We estimated fishing effort at 24,593 angler trips during the Chinook Selective Fishery. Those anglers retained an estimated 3,493 Chinook and released 14,841. In addition, an estimated 5,364 coho and 5,608 pink salmon were kept during this fishery. The majority of the fishing effort (79%) and Chinook kept (72%) occurred in Area 5. In Area 5, the number of Chinook kept per angler trip was 0.13. An estimated 5,195 anglers participated in the Chinook Selective Fishery in Area 6. In Area 6, the number of Chinook kept per angler trip was 0.19. The estimated mark rate for legal-size Chinook (greater than or equal to 22") based on test fishing during the Chinook Selective Fishery was 43% in Area 5 and 45% in Area 6. Angler effort during the Chinook Selective Fishery in 2003 was approximately double the effort compared to the same time and area fished in 2002, when a combination of 'non-selective' and 'release all' regulations applied to Chinook.
Since the Chinook Selective Fishery in Areas 5 and 6 was a pilot fishery and included a new regulation requiring anglers to release salmon without bringing the fish on board their vessel, we initiated a program to educate anglers about proper methods of releasing fish and fish identification.

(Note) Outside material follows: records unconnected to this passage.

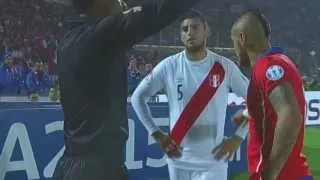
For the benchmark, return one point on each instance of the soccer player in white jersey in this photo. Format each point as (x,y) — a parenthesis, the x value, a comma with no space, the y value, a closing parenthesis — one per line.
(197,82)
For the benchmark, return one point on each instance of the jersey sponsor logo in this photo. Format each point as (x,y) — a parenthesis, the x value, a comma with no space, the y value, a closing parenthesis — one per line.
(274,73)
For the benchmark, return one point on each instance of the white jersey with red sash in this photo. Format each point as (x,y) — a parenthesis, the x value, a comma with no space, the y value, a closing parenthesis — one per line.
(197,94)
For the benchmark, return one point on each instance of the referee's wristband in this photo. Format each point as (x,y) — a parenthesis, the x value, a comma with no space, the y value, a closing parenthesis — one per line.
(242,130)
(245,113)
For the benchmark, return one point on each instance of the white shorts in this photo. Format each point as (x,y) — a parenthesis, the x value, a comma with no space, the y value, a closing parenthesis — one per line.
(185,174)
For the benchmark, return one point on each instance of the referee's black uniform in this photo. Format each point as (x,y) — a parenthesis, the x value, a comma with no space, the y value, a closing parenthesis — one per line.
(93,83)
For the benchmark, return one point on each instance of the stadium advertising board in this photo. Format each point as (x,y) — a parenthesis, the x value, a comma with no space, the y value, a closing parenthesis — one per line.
(31,139)
(31,142)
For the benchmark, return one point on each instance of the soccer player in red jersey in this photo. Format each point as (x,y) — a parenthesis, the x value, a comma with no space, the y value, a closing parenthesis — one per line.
(276,103)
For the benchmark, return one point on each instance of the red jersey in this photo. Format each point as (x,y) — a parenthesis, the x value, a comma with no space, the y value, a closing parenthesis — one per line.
(273,69)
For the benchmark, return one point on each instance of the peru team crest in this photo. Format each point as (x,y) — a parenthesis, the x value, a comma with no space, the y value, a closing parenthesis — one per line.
(215,80)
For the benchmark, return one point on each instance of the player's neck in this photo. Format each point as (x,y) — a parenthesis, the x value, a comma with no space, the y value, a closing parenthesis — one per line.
(256,56)
(196,55)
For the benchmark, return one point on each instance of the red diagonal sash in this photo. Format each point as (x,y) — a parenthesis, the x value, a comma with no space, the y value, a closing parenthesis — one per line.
(198,102)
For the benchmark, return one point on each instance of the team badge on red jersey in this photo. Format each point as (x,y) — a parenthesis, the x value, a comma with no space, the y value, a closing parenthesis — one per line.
(274,73)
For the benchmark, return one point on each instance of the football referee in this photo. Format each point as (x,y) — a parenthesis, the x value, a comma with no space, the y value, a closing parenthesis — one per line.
(93,83)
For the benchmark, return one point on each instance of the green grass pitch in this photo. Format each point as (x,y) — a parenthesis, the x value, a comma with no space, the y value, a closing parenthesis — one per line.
(311,149)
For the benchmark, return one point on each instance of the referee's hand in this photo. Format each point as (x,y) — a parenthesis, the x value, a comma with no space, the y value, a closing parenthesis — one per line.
(167,144)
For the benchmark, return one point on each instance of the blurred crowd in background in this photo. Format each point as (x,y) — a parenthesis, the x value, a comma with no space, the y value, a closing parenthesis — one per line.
(30,29)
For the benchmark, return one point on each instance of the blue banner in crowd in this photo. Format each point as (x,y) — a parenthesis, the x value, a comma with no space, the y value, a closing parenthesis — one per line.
(31,142)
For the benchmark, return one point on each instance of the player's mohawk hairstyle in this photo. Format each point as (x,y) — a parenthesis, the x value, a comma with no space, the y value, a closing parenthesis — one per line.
(261,18)
(193,13)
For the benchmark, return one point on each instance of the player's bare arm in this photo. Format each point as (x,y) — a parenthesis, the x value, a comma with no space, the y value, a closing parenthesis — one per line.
(287,129)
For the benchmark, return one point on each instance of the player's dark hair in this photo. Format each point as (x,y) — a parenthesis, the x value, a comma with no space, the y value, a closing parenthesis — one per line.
(192,13)
(81,6)
(261,18)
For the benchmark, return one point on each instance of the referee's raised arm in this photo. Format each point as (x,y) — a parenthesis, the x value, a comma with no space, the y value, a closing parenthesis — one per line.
(124,29)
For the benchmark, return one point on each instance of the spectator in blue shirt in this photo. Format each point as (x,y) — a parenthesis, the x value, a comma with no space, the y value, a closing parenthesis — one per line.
(37,80)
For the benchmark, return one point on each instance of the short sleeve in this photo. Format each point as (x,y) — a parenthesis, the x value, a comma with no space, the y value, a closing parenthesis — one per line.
(273,73)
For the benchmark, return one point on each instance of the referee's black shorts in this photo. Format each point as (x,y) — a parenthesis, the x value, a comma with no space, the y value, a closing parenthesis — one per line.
(89,168)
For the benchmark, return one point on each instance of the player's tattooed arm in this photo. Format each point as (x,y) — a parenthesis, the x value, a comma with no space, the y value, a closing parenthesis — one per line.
(287,129)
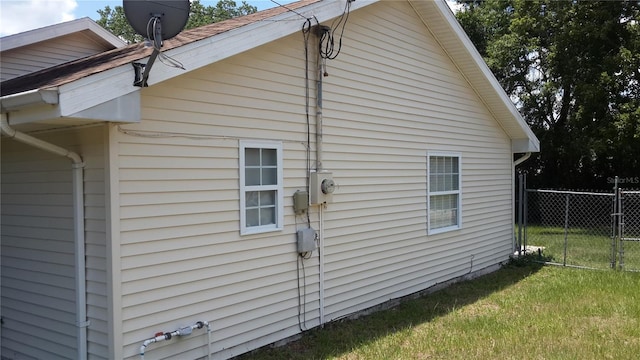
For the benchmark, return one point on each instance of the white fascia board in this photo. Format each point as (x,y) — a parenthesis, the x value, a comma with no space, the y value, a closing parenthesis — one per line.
(216,48)
(29,98)
(80,95)
(491,81)
(125,108)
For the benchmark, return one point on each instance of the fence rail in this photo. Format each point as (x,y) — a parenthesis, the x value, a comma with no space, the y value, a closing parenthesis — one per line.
(581,228)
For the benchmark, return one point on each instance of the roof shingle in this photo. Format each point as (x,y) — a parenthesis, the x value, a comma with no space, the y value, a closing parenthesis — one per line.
(78,69)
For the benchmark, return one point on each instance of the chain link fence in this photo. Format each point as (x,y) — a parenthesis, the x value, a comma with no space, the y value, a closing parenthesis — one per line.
(596,230)
(629,230)
(571,228)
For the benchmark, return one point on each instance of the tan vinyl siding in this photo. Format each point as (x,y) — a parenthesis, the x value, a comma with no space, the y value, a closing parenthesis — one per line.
(183,258)
(31,58)
(391,96)
(38,274)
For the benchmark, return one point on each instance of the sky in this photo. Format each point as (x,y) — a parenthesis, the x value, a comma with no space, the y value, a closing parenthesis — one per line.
(22,15)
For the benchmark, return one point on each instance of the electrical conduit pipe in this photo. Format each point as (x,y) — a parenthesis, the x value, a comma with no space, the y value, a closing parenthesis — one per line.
(78,220)
(187,330)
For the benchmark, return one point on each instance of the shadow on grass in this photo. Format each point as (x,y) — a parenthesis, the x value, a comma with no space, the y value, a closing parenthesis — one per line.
(342,336)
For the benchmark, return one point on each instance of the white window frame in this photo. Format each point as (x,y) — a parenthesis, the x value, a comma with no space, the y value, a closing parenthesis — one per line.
(279,198)
(430,193)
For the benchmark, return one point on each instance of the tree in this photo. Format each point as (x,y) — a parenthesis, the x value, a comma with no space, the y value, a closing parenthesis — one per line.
(574,69)
(115,21)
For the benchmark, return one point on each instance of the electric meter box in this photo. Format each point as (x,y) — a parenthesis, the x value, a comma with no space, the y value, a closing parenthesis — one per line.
(321,187)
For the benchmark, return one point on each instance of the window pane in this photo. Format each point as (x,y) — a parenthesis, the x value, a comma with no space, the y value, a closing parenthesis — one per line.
(269,176)
(444,211)
(267,198)
(252,176)
(269,157)
(251,199)
(267,216)
(253,217)
(251,157)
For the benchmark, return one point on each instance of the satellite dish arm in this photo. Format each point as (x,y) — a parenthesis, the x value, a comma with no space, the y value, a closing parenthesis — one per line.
(142,70)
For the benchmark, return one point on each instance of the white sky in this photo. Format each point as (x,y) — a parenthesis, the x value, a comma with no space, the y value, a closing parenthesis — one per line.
(22,15)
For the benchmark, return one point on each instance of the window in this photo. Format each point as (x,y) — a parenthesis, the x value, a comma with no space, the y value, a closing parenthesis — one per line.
(261,199)
(443,198)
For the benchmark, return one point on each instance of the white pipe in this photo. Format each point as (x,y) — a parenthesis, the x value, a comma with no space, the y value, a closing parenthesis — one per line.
(319,115)
(321,261)
(187,330)
(78,219)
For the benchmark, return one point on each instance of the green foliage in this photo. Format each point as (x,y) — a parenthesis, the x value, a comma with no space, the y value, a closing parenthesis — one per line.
(574,67)
(115,21)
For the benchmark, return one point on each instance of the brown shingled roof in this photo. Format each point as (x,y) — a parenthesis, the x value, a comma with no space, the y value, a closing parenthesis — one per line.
(78,69)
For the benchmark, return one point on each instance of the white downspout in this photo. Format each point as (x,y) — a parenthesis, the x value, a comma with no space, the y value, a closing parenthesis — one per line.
(319,167)
(78,219)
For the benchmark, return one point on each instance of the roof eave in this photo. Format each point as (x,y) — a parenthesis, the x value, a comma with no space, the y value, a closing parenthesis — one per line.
(28,99)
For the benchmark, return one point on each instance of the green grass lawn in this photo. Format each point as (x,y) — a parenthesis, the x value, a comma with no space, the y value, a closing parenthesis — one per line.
(523,311)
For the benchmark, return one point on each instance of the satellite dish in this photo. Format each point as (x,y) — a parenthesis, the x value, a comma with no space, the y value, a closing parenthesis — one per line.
(157,20)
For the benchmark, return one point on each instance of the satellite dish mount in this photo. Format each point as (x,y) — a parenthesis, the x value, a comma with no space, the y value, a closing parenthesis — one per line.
(156,20)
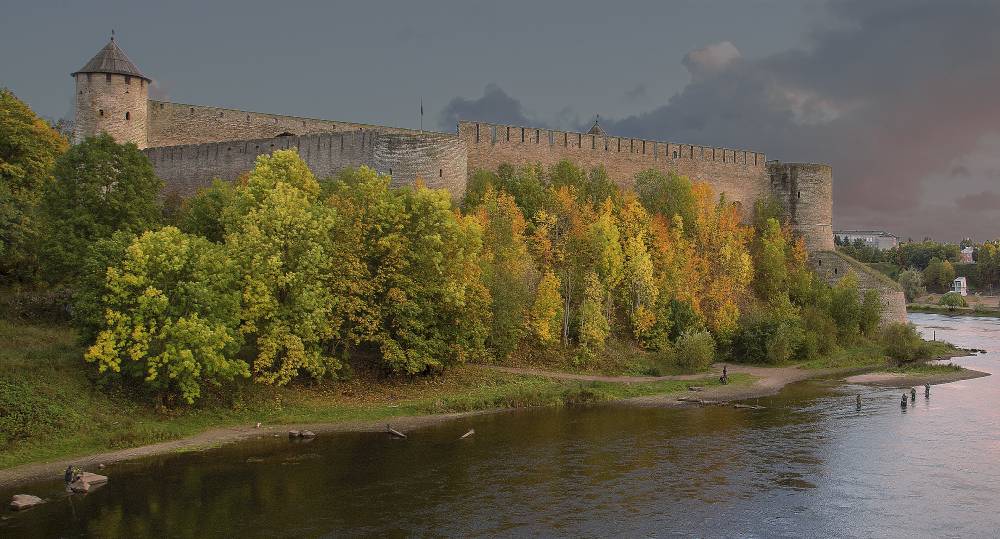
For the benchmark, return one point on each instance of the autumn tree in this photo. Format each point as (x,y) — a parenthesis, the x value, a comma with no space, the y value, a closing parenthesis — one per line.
(508,271)
(544,319)
(424,304)
(172,309)
(594,327)
(279,235)
(667,195)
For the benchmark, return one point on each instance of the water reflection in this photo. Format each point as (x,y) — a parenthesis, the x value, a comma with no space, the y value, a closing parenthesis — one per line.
(810,463)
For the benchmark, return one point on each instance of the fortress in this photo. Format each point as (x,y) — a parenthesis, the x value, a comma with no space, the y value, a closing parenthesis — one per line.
(189,145)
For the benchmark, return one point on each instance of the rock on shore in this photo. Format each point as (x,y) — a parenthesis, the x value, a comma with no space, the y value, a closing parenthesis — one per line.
(23,501)
(86,480)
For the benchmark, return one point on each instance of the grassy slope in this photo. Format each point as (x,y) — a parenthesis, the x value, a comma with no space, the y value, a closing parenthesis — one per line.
(50,409)
(869,355)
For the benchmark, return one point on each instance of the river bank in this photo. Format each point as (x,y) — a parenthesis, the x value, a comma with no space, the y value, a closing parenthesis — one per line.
(685,390)
(904,379)
(56,415)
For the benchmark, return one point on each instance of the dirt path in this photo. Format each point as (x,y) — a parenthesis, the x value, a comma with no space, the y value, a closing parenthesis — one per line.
(556,375)
(768,376)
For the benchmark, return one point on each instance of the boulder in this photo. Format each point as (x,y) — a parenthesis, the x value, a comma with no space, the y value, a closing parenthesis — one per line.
(86,481)
(23,501)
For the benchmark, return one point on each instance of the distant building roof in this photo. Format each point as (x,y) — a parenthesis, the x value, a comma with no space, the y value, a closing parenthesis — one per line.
(111,59)
(865,233)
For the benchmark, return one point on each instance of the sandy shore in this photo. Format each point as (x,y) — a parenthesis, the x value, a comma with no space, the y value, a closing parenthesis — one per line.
(769,381)
(897,379)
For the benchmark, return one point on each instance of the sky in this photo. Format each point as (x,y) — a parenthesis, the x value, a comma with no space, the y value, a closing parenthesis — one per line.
(901,97)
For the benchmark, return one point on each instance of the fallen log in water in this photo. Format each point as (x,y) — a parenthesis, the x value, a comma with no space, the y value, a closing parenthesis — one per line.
(749,406)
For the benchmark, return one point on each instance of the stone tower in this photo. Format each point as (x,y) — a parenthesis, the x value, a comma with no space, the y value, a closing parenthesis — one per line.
(112,96)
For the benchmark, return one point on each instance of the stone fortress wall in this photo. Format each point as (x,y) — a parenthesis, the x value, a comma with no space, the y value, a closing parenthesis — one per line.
(190,145)
(438,160)
(112,103)
(741,174)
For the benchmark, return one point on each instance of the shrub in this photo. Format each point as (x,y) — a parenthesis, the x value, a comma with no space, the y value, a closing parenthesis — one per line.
(912,282)
(695,350)
(953,299)
(819,336)
(902,342)
(37,305)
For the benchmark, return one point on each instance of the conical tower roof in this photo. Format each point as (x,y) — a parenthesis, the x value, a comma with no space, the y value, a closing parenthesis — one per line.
(111,59)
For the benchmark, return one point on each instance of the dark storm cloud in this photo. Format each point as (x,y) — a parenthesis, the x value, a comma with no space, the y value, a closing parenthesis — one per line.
(640,92)
(960,171)
(494,106)
(888,92)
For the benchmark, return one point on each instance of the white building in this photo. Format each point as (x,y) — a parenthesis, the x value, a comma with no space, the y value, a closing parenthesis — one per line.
(959,285)
(878,239)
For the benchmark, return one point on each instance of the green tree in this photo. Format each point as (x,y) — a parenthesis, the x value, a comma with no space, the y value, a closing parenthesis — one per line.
(172,309)
(938,275)
(100,187)
(202,214)
(280,236)
(424,305)
(91,284)
(770,265)
(28,150)
(912,282)
(667,195)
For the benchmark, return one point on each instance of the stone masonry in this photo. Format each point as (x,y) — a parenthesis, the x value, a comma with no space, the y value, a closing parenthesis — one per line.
(190,145)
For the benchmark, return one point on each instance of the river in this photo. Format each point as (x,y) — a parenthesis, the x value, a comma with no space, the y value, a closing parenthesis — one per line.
(810,464)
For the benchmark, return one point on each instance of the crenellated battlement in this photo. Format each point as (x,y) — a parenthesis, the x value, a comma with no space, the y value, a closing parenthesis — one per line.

Anglers were offered a "dehooker" and a pamphlet describing selective fisheries, how to identify salmon species and how to use the dehooker. Anglers were also asked to avoid netting fish they were going to release if possible. Compliance with existing regulations, and the new regulation prohibiting bringing salmon on board a vessel if they were going to be released, was good. Officers contacted 846 anglers during the selective fishery, issuing seven warnings and three citations for retaining wild Chinook salmon, and no citations and two warnings for bringing fish to be released on board a vessel.
2003 Chinook Selective Fishery, marine areas 5 and 6. January 12, 2005. Steven L. Thiesfeld and Angelika Hagen-Breaux. 2005. Washington Department of Fish and Wildlife. Olympia, Washington.